Sandor Kepiro, 97, was accused of ordering the rounding up and execution of 36 Jews and Serbs in Novi Sad, Serbia, in 1942.

A spokeswoman for the Metropolitan Court of Budapest said Kepiro was acquitted due to lack of evidence and that the judge will provide "detailed reasoning of the verdict" on Tuesday.

Kepiro, a former officer in the Hungarian gendarmerie, protested his innocence. When the trial began in early May, he told the court, "I am not guilty, and I have always lived a decent life."

He denied having killed anyone during a raid on Novi Sad, instead claiming to have saved the lives of five people.

He said he did not know Jews or Serbs were the targets of the raid, and that as far as he knew it was against anti-Nazi "partisans."

Hungary sided with the Nazis early in World War II. In January 1942, its troops killed about 3,000 Jews and Serbs in Novi Sad, according to the Holocaust Encyclopedia. Hungary had annexed the territory at the time. Kepiro said he never participated in or saw any deportation of Jews.

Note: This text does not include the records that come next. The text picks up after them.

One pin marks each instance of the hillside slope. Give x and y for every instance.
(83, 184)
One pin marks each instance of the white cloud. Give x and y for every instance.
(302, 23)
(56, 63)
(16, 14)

Nazi hunter Efraim Zuroff, director of the Simon Wiesenthal Center in Israel, tracked down Kepiro in Budapest in 2006.

"Time does not diminish the guilt of the killers and old age should not protect those who committed such heinous crimes," he said.

Kepiro sued Zuroff for libel for calling him a war criminal. A Budapest court acquitted Zuroff in May.